File system restore - while I'm not sure how Bootzilla works, you basically have three options:
Operate on the underlying block device level (i.e. under the file system) - use cloning (e.g.
dd) which creates exact copy of the original image. No matter how big partition you have you'll end up with file system of the size of original (there are very likely to be nasty problems if the partition or even physical device is smaller than the original file system).
This is the fastest option you have (basically limited only by the speed of the source and target devices speeds and their interconnect). On the other hand it's the least flexible one - if you want to have differing sizes of partitions in the end, you have to grow them by hand (or script it). Additionally, by keeping image of the whole block device you are wasting space (the image contains the unused space, although that might be zeroed and the image then compressed).
If you are maintaining a large number of (mostly) identical systems, this is the way to go since it is the least complicated.
Operate in the file system level - use tools coming with the file system you are using to archive its content and restore it into freshly formatted file system. For example in the case of XFS, you'd use the
xfsrestore combo (see man pages for details).
It is a bit slower but the image you keep contains just the data needed (no wasted space). Which in turn can easily make up for the additional overhead (updating file system structures on restore) if the file system in question is mostly empty. It also gives you the opportunity to create and deploy incremental snapshots. The additional step of creating a new file system allows you to use whatever partition size you need (that is large enough) and tuning each target file system for specific needs (changing block size, meta data space and such). Disadvantage is that it is file system specific.
Operate on the file system level - by using standard tools like
cpio (or even
cp)and optionally compression (as in previous cases). You can easily change underlying file systems and the process is pretty straightforward. Extreme attention has to be paid to handling of special files (sparse files, devices/named pipes), since behaviour of the tools varies quite a lot. You also have to make sure you don't cross file system boundary.
Boot loader - don't bother with a separate
/boot partition - instead I would strongly suggest considering separate
/home. There aren't many cases where having a separate partition for data is unnecessary or even a bad idea.
Depending on the bootloader used, it may even work after full disk clone - first option between disks (not just partitions!) of identical sizes, but generally "reinstalling" should be preferred (and quite easy) - you are copying all necessary configuration files so just running the boot loader installer should be enough.
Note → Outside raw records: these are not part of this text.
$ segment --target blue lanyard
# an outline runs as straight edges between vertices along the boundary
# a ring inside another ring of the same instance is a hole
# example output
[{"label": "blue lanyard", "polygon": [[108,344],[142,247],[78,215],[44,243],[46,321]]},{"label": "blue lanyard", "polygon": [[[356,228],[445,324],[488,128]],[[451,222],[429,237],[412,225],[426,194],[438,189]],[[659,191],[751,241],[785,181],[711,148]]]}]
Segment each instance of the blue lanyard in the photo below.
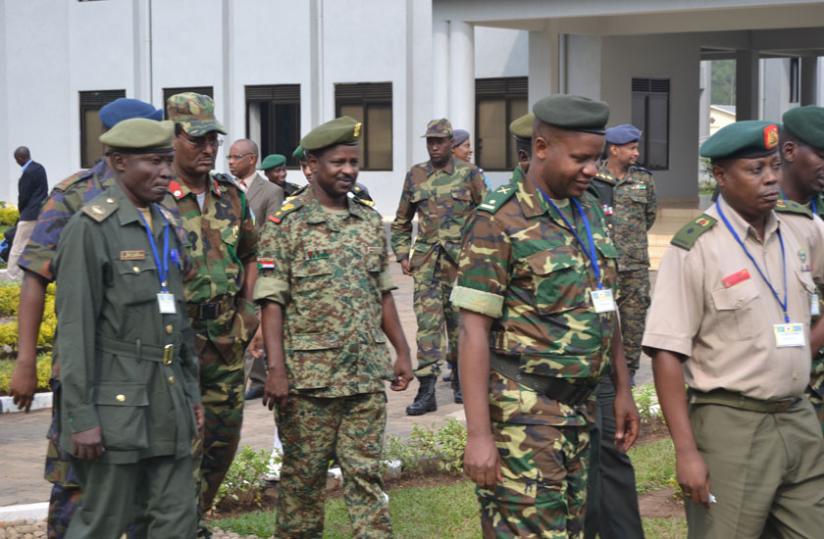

The only thing one has to be careful about is from where the boot loader reads the data and where does it write - good idea might be
chrooting to the new filesystem and running the bootloader from there. Make sure you bind-mount
/proc and possibly
/sys from the currently active root file system into the chroot (i.e. the freshly cloned file system).
Note: 20GB partition is quite big - e.g. general desktop Linux installations are usually well under 10GB, and that already includes quite a lot of software.
If your users are installing additional software and/or you (as administrator) are installing it for them (on a per machine basis) it should probably go somewhere else than
/usr. Users' software is usually located directly in their homes (which can be quite useful especially for network-mounted home directories), system-specific programs should go into
/usr/local, which can easily be another partition. Caches/logs are better kept separately as well. Apart from other things, the clean separation allows to keep the access rights sane - not every user should need to have administrator access to his machine (yes, there are many exceptions to that, but it should be always considered non-standard first). Re-imaging the machine doesn't necessarily destroy everything -- or, put another way -- one can re-image just some parts. And
MKFS DEVICE_OF(/var/chaches) is faster than
rm -Rf /var/caches. Taking snapshots of the cache data (if necessary) is also easier from a file system.
The downside - disk space fragmentation (into several partitions) should be less of a problem these days due to the average sizes of HDDs.